The sea link project, which is part of the ambitious 39km coastal road being implemented by the BMC, is being executed by the Maharashtra State Road Development Corporation at a cost of Rs 9,500 crore.
Viability gap finance is provided to support infrastructure projects that are economically justified, but not financially viable, while fungible FSI is additional construction rights given to builders over and above what is legally permitted to build a building.
The government charges for fungible FSI. The government has proposed that of its 50% share of the premium obtained from the sale of fungible FSI, 20% will be earmarked for the proposed sea link. “The MSRDC is investing Rs 2,000 crore and another Rs 5,000 crore is being raised as a loan for which the interest over five years will amount to Rs 1,500 crore.
Besides, there are other expenses like consulting fees and technology charges,” said R Moppalwar, managing director and chairman MSRDC.
“The government is providing the viability gap funding through the premium raised by sale of fungible FSI. We do not have to repay the government.” Work on the sea link will begin in September, he added.
When pointed out that the Bandra-Worli sea link, built to cater to a traffic of 60,000 vehicles daily caters to only half that number, Moppalwar said that the proposed Bandra-Versova sea link will reach its saturation point after 34 years, which is the concession period for the project.
The proposal has been mooted as part of the excluded plan for Development Plan-2034. The excluded plan are the changes carried out by the government in the draft DP sanctioned by the civic general body.
Since the excluded part changes the character of the DP, the state has invited objections and suggestions for the same till June 23. The premium on FSI was introduced to pay for creation of infrastructure in the civic ward in which it was generated.
Despite the funding from the premium, motorists will have to pay a toll to use the sea link.
“Mumbai must pay for its infrastructure. Government funds are being utilized to develop other parts of the state,” said a government official.
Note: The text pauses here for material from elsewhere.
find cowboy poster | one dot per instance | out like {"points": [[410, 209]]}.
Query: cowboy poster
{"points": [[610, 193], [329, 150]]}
But according to activist Ashok Datar, a trans-city transport project that does not cater to public transport must not be given any subsidy. “The money is being provided by making housing more expensive. How will the government meet its lofty goal of creating affordable housing if it continues to make FSI more expensive?” he asked. The eight-lane coastal road, warned Datar, will lead to congestion on internal roads when cars get off it to enter the city.